И так я выздоровел — делали мне перевязки, а раны были легкие, пули прошли навылет. На выходе пули немного вырвали мяса, но через месяц я уже был в строю, снова попал в бой. В Зарудье стояла полиция, латыши — из Латвии привезли аж сюда. Немцы так делали — наших полицаев отправляли туда, а латышей привозили к нам. Нам надо было забрать у них оружие, под вечер мы напали, обстреляли хаты, одна хата загорелась. Убитые у них были, на другой день нам люди говорили. Латыши начали кричать нам, чтобы не стреляли. Перестрелка прекратилась, мы подошли к ним, и они отдали часть оружия.
И тут меня забирают в Службу безопасности. Структура СБ была такая — районная, надрайонная, областная и краевая. Командиром районной СБ был Юрий Бойчук («Зирка»), 1914 года рождения. Я его знал, потому что он тоже работал в школе трактористов в Вишневце. «Зирку» арестовали после войны в Днепропетровске, он был законспирирован, имел документы фронтовика. В Тернополе был показательный суд, и его казнили. «Зирка» взял меня к себе, нас был отдельный рой, шестнадцать человек. Хлопцы были старше меня — мне было девятнадцать лет, а им было по двадцать-двадцать пять, они уже были членами ОУН. Из вооружения у нас были винтовки, пистолеты, гранаты, у «Зирки» был автомат. Все были хорошо одеты, вышколены, подтянуты.

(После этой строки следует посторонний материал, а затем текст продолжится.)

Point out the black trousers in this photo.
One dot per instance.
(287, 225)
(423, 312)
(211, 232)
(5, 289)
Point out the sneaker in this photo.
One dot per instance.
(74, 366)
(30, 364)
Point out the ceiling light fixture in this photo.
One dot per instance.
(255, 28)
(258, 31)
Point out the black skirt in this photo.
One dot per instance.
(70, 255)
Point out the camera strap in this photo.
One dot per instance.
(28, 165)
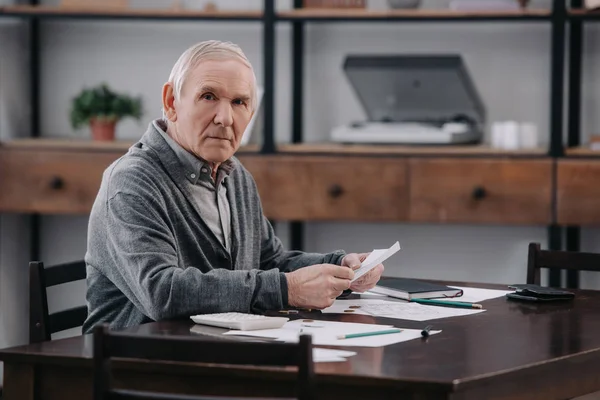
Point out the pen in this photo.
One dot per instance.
(355, 335)
(447, 303)
(425, 331)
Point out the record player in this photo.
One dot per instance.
(413, 99)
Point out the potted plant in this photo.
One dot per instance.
(101, 109)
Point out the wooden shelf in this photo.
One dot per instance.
(582, 152)
(407, 15)
(120, 13)
(584, 14)
(453, 150)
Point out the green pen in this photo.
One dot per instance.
(355, 335)
(447, 303)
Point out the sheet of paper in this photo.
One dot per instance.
(325, 333)
(331, 355)
(397, 309)
(476, 295)
(376, 257)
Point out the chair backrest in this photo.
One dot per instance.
(42, 324)
(111, 344)
(558, 259)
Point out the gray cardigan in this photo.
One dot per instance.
(151, 257)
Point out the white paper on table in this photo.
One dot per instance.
(375, 258)
(325, 333)
(331, 355)
(351, 306)
(476, 295)
(398, 309)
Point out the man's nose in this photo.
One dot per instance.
(224, 115)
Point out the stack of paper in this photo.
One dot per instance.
(326, 333)
(396, 309)
(331, 355)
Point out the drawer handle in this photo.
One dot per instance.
(336, 191)
(57, 183)
(479, 193)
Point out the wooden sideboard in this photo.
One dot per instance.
(326, 182)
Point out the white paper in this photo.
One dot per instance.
(331, 355)
(325, 333)
(476, 295)
(397, 309)
(375, 258)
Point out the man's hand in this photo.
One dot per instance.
(368, 280)
(317, 286)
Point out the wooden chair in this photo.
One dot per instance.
(558, 259)
(113, 344)
(42, 324)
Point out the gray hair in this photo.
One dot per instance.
(203, 51)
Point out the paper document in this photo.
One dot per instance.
(476, 295)
(331, 355)
(396, 309)
(376, 257)
(325, 333)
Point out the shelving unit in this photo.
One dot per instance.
(411, 163)
(35, 11)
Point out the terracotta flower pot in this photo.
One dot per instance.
(103, 130)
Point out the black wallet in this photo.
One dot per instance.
(538, 293)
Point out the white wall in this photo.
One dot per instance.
(14, 233)
(509, 64)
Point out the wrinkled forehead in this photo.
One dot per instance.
(230, 77)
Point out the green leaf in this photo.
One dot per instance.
(102, 102)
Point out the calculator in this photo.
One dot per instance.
(240, 321)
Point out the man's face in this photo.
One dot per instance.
(213, 110)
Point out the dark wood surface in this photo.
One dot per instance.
(42, 323)
(558, 259)
(331, 188)
(578, 192)
(317, 182)
(448, 190)
(512, 350)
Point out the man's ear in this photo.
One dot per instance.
(168, 97)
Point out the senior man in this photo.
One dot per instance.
(177, 228)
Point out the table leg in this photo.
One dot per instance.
(19, 382)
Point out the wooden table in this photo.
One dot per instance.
(514, 350)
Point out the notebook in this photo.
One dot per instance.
(404, 288)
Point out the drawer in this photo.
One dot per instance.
(330, 188)
(578, 192)
(51, 182)
(502, 191)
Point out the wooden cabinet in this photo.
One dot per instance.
(578, 192)
(490, 191)
(331, 187)
(51, 181)
(51, 178)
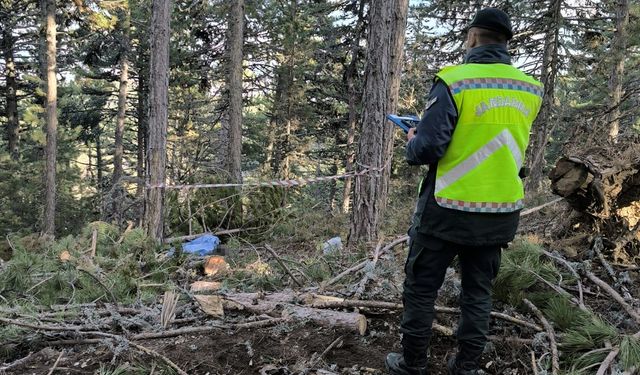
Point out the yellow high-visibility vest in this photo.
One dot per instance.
(497, 105)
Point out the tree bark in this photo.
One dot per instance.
(51, 117)
(158, 118)
(284, 304)
(234, 83)
(285, 119)
(352, 92)
(618, 51)
(118, 191)
(13, 127)
(540, 129)
(384, 52)
(142, 111)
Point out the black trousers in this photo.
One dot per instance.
(425, 269)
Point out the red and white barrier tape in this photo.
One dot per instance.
(282, 183)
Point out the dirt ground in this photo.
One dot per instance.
(284, 349)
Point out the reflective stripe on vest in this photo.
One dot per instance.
(503, 139)
(496, 105)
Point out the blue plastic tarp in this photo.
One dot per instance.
(201, 246)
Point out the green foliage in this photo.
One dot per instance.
(522, 267)
(563, 314)
(629, 351)
(588, 334)
(38, 275)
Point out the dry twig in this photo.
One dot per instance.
(80, 330)
(335, 343)
(16, 363)
(574, 273)
(364, 263)
(397, 306)
(169, 303)
(362, 285)
(284, 266)
(615, 295)
(555, 362)
(55, 364)
(597, 248)
(604, 366)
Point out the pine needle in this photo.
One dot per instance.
(629, 351)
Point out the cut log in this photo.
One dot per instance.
(283, 304)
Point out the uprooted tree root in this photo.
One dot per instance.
(268, 306)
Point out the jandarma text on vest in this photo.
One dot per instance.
(501, 101)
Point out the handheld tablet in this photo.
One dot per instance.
(404, 122)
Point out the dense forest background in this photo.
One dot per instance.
(131, 126)
(271, 90)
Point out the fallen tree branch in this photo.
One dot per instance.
(555, 362)
(79, 330)
(615, 295)
(362, 285)
(597, 248)
(284, 266)
(364, 263)
(604, 366)
(205, 329)
(194, 236)
(97, 279)
(538, 208)
(321, 301)
(16, 363)
(282, 304)
(55, 364)
(333, 344)
(573, 271)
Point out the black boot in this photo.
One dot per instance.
(463, 366)
(397, 366)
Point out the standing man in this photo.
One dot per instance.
(473, 135)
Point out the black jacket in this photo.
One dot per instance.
(428, 146)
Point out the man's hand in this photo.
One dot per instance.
(411, 134)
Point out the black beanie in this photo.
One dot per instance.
(493, 19)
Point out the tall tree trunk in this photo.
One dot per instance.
(382, 74)
(541, 126)
(618, 51)
(234, 85)
(118, 190)
(352, 92)
(13, 128)
(286, 119)
(51, 119)
(142, 111)
(158, 118)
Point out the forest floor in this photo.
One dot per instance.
(108, 336)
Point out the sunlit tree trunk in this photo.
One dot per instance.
(354, 101)
(384, 60)
(118, 191)
(618, 50)
(51, 118)
(541, 127)
(234, 84)
(158, 118)
(11, 111)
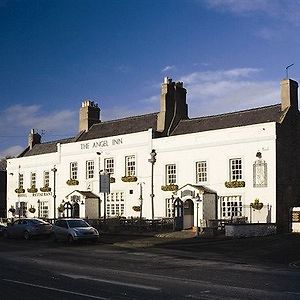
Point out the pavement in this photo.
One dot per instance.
(281, 249)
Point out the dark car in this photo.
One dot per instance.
(2, 228)
(28, 228)
(69, 229)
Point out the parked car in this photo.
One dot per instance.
(28, 228)
(70, 229)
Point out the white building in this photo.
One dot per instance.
(241, 164)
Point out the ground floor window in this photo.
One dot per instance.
(21, 208)
(44, 209)
(169, 207)
(231, 206)
(115, 204)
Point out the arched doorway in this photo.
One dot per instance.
(75, 210)
(178, 214)
(188, 214)
(68, 209)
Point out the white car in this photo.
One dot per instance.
(69, 229)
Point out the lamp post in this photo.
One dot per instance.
(141, 199)
(152, 160)
(54, 170)
(198, 200)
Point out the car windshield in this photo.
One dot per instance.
(37, 221)
(77, 223)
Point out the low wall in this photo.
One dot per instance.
(248, 230)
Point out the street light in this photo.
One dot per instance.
(152, 160)
(54, 170)
(198, 200)
(141, 199)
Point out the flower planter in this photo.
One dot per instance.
(234, 184)
(20, 190)
(129, 178)
(33, 189)
(169, 187)
(45, 189)
(72, 182)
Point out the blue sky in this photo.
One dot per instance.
(230, 54)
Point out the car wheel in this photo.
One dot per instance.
(26, 235)
(5, 234)
(70, 239)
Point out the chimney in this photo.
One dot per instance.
(33, 139)
(173, 107)
(289, 94)
(89, 114)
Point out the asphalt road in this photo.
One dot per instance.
(121, 267)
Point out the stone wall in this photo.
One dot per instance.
(249, 230)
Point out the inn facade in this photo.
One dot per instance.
(238, 165)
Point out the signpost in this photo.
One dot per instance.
(104, 182)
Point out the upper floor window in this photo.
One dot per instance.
(171, 174)
(260, 175)
(90, 168)
(130, 165)
(46, 178)
(201, 171)
(74, 170)
(33, 179)
(109, 165)
(235, 169)
(21, 180)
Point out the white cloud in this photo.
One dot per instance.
(168, 68)
(286, 11)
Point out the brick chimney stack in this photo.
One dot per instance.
(33, 139)
(89, 114)
(289, 94)
(173, 107)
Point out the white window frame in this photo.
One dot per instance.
(201, 171)
(90, 169)
(74, 170)
(33, 179)
(21, 180)
(171, 174)
(115, 204)
(109, 165)
(44, 209)
(46, 178)
(236, 169)
(231, 206)
(130, 165)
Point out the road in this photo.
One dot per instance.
(139, 269)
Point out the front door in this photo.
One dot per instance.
(188, 214)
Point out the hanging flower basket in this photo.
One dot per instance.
(72, 182)
(12, 210)
(33, 189)
(32, 210)
(129, 178)
(169, 187)
(136, 208)
(45, 189)
(20, 190)
(61, 208)
(234, 184)
(256, 204)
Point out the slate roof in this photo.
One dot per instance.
(44, 148)
(265, 114)
(120, 126)
(140, 123)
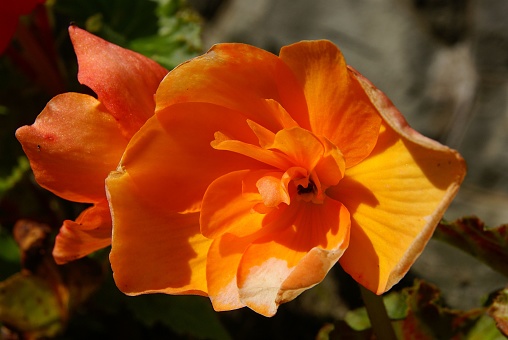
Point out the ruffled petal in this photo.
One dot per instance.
(396, 197)
(223, 259)
(171, 157)
(337, 105)
(72, 146)
(154, 249)
(221, 77)
(229, 205)
(280, 266)
(124, 81)
(90, 232)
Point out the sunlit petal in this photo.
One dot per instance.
(90, 232)
(305, 242)
(338, 107)
(72, 146)
(396, 197)
(125, 81)
(240, 88)
(154, 249)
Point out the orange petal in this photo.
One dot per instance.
(225, 143)
(90, 232)
(72, 146)
(303, 147)
(280, 266)
(228, 205)
(154, 249)
(171, 157)
(124, 81)
(223, 259)
(396, 197)
(338, 107)
(235, 76)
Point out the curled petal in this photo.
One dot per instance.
(221, 77)
(90, 232)
(154, 249)
(337, 105)
(223, 260)
(304, 243)
(66, 148)
(124, 81)
(229, 205)
(174, 148)
(303, 147)
(396, 198)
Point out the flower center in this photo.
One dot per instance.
(301, 190)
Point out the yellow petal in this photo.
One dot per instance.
(396, 197)
(305, 241)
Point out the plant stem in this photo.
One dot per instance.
(381, 324)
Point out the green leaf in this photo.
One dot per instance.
(9, 255)
(29, 305)
(489, 245)
(498, 310)
(167, 31)
(396, 307)
(15, 176)
(186, 315)
(418, 313)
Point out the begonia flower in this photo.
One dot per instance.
(10, 11)
(77, 139)
(260, 172)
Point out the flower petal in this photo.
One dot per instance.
(154, 249)
(337, 104)
(90, 232)
(221, 77)
(124, 81)
(228, 205)
(396, 197)
(174, 149)
(64, 150)
(279, 267)
(223, 259)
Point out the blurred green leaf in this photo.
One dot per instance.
(167, 31)
(29, 305)
(396, 307)
(419, 313)
(498, 310)
(489, 245)
(6, 183)
(186, 315)
(9, 255)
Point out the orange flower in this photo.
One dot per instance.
(258, 173)
(77, 139)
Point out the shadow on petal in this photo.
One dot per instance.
(154, 249)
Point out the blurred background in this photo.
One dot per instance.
(444, 64)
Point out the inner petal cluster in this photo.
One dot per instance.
(300, 165)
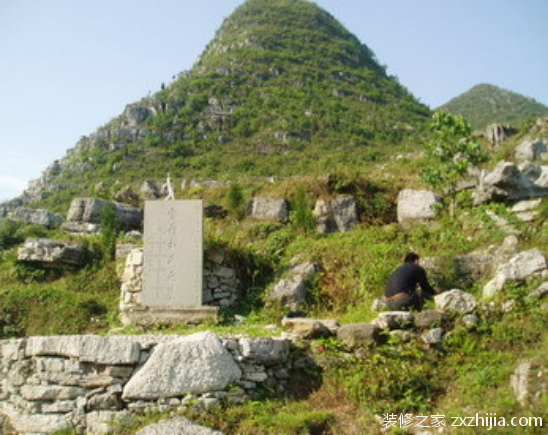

О работе в СБ я Вам всего не расскажу. Были у нас акции на немцев, на полицию, на советских партизан, пленных мы допрашивали, и эти допросы были жестокими. Что тут говорить — был враг, и с ним надо было бороться. Все! Некоторые кричат: «Бандеровцы убивали людей!» Да, мы убивали! И своего предателя убивали, и вражеского агента убивали — а что мы должны были делать? На войне с врагом надо воевать — или он тебя уничтожит, или ты его. Наша война была партизанская, подпольная, а подпольная борьба всегда жестока, врага миловать нельзя. Я Вам приведу один пример. Моя жена родом отсюда, с Ивано-Франковщины, из села Викторов. В их селе был повстанческий схрон, и о нем знала одна женщина. И эта женщина, видно, договорилась с москалями — фартук развязала и бросила на кусты там, где схрон. Энкаведисты приехали, был бой, и восемь хлопцев в схроне застрелились. А эту женщину потом оуновцы убили за предательство. Так вот в газетах писали: «Мать убили! Трое детей осталось!» Видите ли, жалко ее! А тех восемь хлопцев не жалко? Я еще раз говорю — врага, предателя надо уничтожать!